You can usually safely drink water from nature

Norway has a lot of surface water this is considered to be safe to drink, both for Norwegians and tourists alike. Many hikers fill up their water bottle from small streams they come across, and this can be a good option for filling up the bottle.

If you want to drink water directly from nature, make sure to follow these guidelines to avoid becoming sick:

  • Make sure there are no grazing animals such as cows or sheep upstream or close to the water source.
  • Choose running water instead of still water (rivers and streams instead of lakes or ponds).
  • The bigger the water source, the better it is.
  • Make sure the water is clear and has no distinct color.
  • Make sure the water does not smell bad. Good water does not have any smell at all.
  • Make sure the water tastes like normal water by taking a small sip. Spit it out if it tastes bad or strange.

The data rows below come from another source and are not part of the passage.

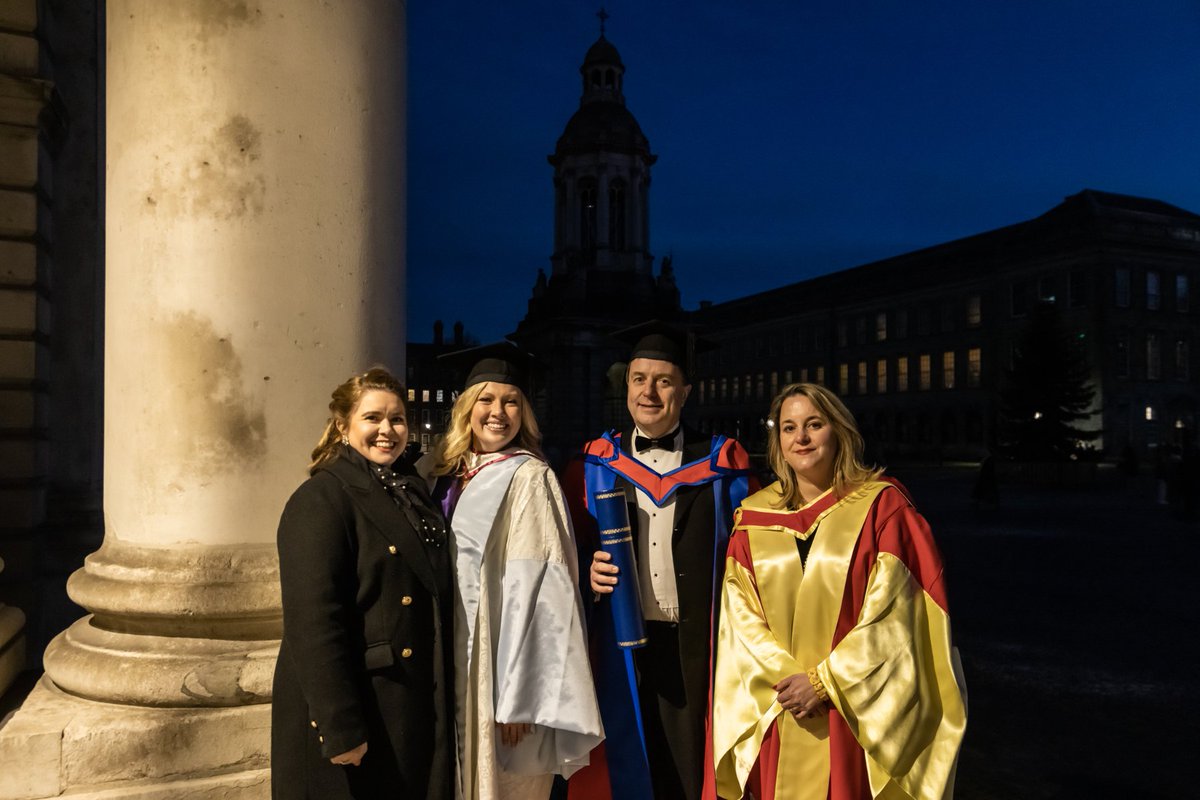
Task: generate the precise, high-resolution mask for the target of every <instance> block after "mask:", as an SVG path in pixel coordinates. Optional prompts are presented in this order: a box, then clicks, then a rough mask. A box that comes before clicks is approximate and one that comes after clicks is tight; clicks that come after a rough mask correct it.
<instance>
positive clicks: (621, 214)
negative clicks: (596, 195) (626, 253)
mask: <svg viewBox="0 0 1200 800" xmlns="http://www.w3.org/2000/svg"><path fill="white" fill-rule="evenodd" d="M608 247H610V248H612V249H625V181H622V180H614V181H613V182H611V184H608Z"/></svg>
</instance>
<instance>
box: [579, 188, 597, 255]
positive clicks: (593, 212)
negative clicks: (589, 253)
mask: <svg viewBox="0 0 1200 800" xmlns="http://www.w3.org/2000/svg"><path fill="white" fill-rule="evenodd" d="M595 246H596V182H595V181H594V180H592V179H590V178H584V179H583V180H581V181H580V247H582V248H584V249H587V248H589V247H595Z"/></svg>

Most water sources in nature are perfectly fine for drinking, but you never know. Animals carry a lot of bacteria that could potentially make you sick, and you never know if a wild animal recently drowned or took a shit in the water close to where you are drinking.

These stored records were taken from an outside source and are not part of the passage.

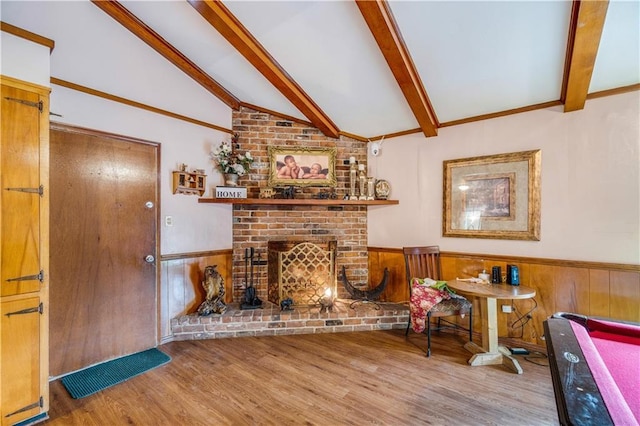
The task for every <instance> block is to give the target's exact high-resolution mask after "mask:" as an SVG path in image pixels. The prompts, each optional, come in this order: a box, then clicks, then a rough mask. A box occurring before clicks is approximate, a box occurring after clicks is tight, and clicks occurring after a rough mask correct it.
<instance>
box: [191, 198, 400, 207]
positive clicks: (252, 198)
mask: <svg viewBox="0 0 640 426" xmlns="http://www.w3.org/2000/svg"><path fill="white" fill-rule="evenodd" d="M198 202H199V203H216V204H252V205H258V206H268V205H271V206H388V205H393V204H398V203H399V202H398V200H367V201H365V200H326V199H315V198H305V199H303V198H300V199H295V198H294V199H285V198H199V199H198Z"/></svg>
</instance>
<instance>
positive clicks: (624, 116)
mask: <svg viewBox="0 0 640 426" xmlns="http://www.w3.org/2000/svg"><path fill="white" fill-rule="evenodd" d="M533 149H541V150H542V191H541V192H542V195H541V202H542V204H541V240H540V241H507V240H504V241H503V240H490V239H474V238H444V237H442V181H443V170H442V168H443V166H442V162H443V161H445V160H451V159H458V158H466V157H474V156H480V155H490V154H499V153H506V152H517V151H526V150H533ZM369 162H370V164H369V168H370V173H371V174H372V175H374V176H376V177H378V178H381V179H387V180H388V181H389V182H390V183H391V186H392V191H391V198H393V199H398V200H400V204H399V205H398V206H385V207H370V208H369V216H368V219H369V241H368V243H369V245H370V246H380V247H402V246H410V245H431V244H437V245H440V248H441V250H446V251H460V252H469V253H490V254H504V255H514V256H531V257H542V258H556V259H567V260H585V261H599V262H613V263H627V264H640V92H638V91H635V92H632V93H627V94H622V95H617V96H608V97H604V98H600V99H593V100H589V101H587V105H586V107H585V109H584V110H581V111H576V112H571V113H563V112H562V107H554V108H548V109H544V110H538V111H532V112H527V113H522V114H517V115H512V116H507V117H503V118H497V119H493V120H485V121H480V122H476V123H469V124H465V125H460V126H455V127H450V128H442V129H440V130H439V134H438V136H437V137H435V138H427V139H425V138H424V137H423V136H422V135H418V134H416V135H410V136H404V137H400V138H395V139H392V140H386V141H385V142H384V143H383V146H382V154H381V155H380V156H378V157H371V156H370V157H369Z"/></svg>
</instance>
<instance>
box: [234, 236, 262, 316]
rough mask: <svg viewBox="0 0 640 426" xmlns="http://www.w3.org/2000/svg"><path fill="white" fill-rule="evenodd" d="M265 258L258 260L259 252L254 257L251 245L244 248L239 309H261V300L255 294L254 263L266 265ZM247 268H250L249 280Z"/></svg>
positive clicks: (254, 275)
mask: <svg viewBox="0 0 640 426" xmlns="http://www.w3.org/2000/svg"><path fill="white" fill-rule="evenodd" d="M266 264H267V261H266V260H260V253H258V258H257V259H255V250H254V248H253V247H249V248H246V249H245V250H244V300H243V301H242V302H241V303H240V309H261V308H262V300H260V299H259V298H258V296H256V287H255V286H254V277H255V275H254V273H253V267H254V265H257V266H261V265H266ZM249 268H251V280H249Z"/></svg>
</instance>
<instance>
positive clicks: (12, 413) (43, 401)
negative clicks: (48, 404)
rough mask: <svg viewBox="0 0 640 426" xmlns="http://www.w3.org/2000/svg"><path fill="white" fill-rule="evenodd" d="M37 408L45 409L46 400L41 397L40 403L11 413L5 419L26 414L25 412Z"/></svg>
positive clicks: (7, 415)
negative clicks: (16, 414)
mask: <svg viewBox="0 0 640 426" xmlns="http://www.w3.org/2000/svg"><path fill="white" fill-rule="evenodd" d="M36 407H40V408H42V407H44V398H42V397H40V399H39V400H38V401H36V402H34V403H33V404H29V405H27V406H26V407H22V408H21V409H19V410H16V411H14V412H13V413H9V414H7V415H6V416H5V417H9V416H13V415H15V414H19V413H22V412H25V411H29V410H31V409H33V408H36Z"/></svg>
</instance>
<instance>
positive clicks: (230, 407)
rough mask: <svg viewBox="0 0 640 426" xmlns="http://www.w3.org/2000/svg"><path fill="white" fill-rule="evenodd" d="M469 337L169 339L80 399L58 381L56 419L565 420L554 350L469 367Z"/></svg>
mask: <svg viewBox="0 0 640 426" xmlns="http://www.w3.org/2000/svg"><path fill="white" fill-rule="evenodd" d="M464 342H465V340H464V336H462V335H455V334H447V333H441V334H439V335H436V336H435V337H434V338H433V341H432V356H431V358H426V357H425V348H426V337H425V336H424V335H418V334H415V333H410V335H409V338H408V339H407V338H405V336H404V330H390V331H368V332H354V333H330V334H329V333H327V334H309V335H287V336H271V337H244V338H234V339H215V340H193V341H180V342H171V343H168V344H165V345H162V346H160V347H159V349H160V350H162V351H163V352H165V353H167V354H168V355H170V356H171V357H172V361H171V362H170V363H169V364H166V365H164V366H161V367H159V368H156V369H154V370H151V371H149V372H147V373H145V374H143V375H141V376H138V377H135V378H133V379H130V380H128V381H127V382H124V383H121V384H119V385H116V386H114V387H112V388H109V389H106V390H104V391H101V392H99V393H97V394H94V395H92V396H89V397H86V398H83V399H79V400H74V399H71V397H70V396H69V395H68V393H67V391H66V390H65V389H64V387H63V386H62V384H61V383H60V381H59V380H57V381H54V382H52V383H51V408H50V411H49V415H50V419H49V420H47V421H46V423H45V424H47V425H417V424H425V425H556V424H558V418H557V414H556V407H555V402H554V396H553V387H552V383H551V377H550V373H549V367H548V366H546V358H535V359H531V361H535V362H539V363H543V364H545V365H536V364H534V363H533V362H527V361H526V360H524V359H523V358H524V357H521V356H519V357H518V359H520V360H521V364H522V366H523V368H524V374H522V375H517V374H514V373H511V372H509V371H508V370H507V369H505V367H502V366H483V367H470V366H469V365H468V364H467V360H468V359H469V357H470V354H469V353H468V352H466V351H465V350H464V349H463V348H462V345H463V344H464Z"/></svg>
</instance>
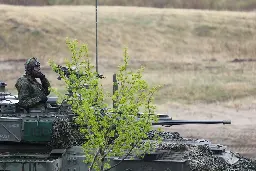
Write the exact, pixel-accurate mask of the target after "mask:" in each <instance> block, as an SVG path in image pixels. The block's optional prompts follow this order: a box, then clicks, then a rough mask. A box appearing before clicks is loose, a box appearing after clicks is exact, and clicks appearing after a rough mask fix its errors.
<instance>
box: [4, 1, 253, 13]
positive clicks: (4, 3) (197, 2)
mask: <svg viewBox="0 0 256 171" xmlns="http://www.w3.org/2000/svg"><path fill="white" fill-rule="evenodd" d="M95 1H96V0H0V3H4V4H12V5H95ZM98 4H99V5H108V6H140V7H156V8H186V9H212V10H232V11H251V10H255V9H256V0H98Z"/></svg>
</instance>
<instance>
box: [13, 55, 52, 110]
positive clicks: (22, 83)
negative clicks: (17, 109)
mask: <svg viewBox="0 0 256 171" xmlns="http://www.w3.org/2000/svg"><path fill="white" fill-rule="evenodd" d="M36 78H39V79H40V80H41V84H40V83H39V82H38V81H37V80H36ZM15 87H16V89H17V90H18V98H19V105H20V106H21V107H23V108H25V109H28V108H30V107H37V106H38V105H39V104H45V102H46V101H47V96H48V95H49V94H50V90H49V87H50V83H49V81H48V80H47V78H46V77H45V75H44V74H43V73H42V72H41V71H40V62H39V61H38V60H37V58H35V57H33V58H30V59H28V60H27V61H26V63H25V75H23V76H22V77H20V78H19V79H18V80H17V82H16V84H15Z"/></svg>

You should either get a water filter or use water purifiers if you plan on drinking a lot of water directly from nature. You could also boil the water before you drink it, but it will of course take a good while to get the water temperature back to being cold. Using a filter or boiling the water will allow you to drink water from virtually anywhere without worrying about being sick.

That said, I would think that most Norwegian hikers tend to just drink unfiltered water when they are hiking or taking a walk in the forest, as long as the water looks, tastes and smells fine.

Read the full guide to drinking water from nature in Norway here.

Water rapids just outside of Hallingdal Museum
Water rapids just outside of Hallingdal Museum. Photo: Nicklas Iversen / thenorwayguide.com.

How most Norwegian consumers get their water

Norway is in a pretty unique spot when it comes to water resources, because we use a whole lot of surface water here instead of ground water. This means that we tap water directly from huge lakes, such as Maridalsvannet north of Oslo. This lake provides over 90 % of Oslo with water!

Read more: Oslo municipality urges everyone to save water.

But before the water reach anyone, it has to go trough a water treatment plant. Oslo uses two different treatment plants before it reaches the consumer, but other municipalities might only have a single treatment plant. This is still more than enough to get rid of any harmful bacteria.

The water treatment plants usually have several mechanical filters, as well as huge UV-lights that kill any living organism in the water. Some treatment plants use chloride, but this is pretty rare in Norway.

Maridalsvannet
Maridalsvannet gives 90 % of Oslo its drinking water. Photo: Grzegorz Wysocki / CC BY-SA 3.0.

Buying bottled water in Norway

If you prefer bottled water, then you can buy this in Norway as well. We have some great brands of bottled water here, and the most common bottled water brand to buy is called Imsdal.

Buying bottled water in Norway usually cost around 15 – 25 NOK per bottle in a grocery store, and can cost even more in restaurants and cafés. But you can usually get tap water for free whenever you are eating out, so there’s not reason to buy bottled water. Just ask for a glass of water, and they will often give it to you for free.

Most Norwegians don’t drink bottled water unless they are thirsty and don’t have a bottle to fill up.

Bottles of Voss water in a grocery store.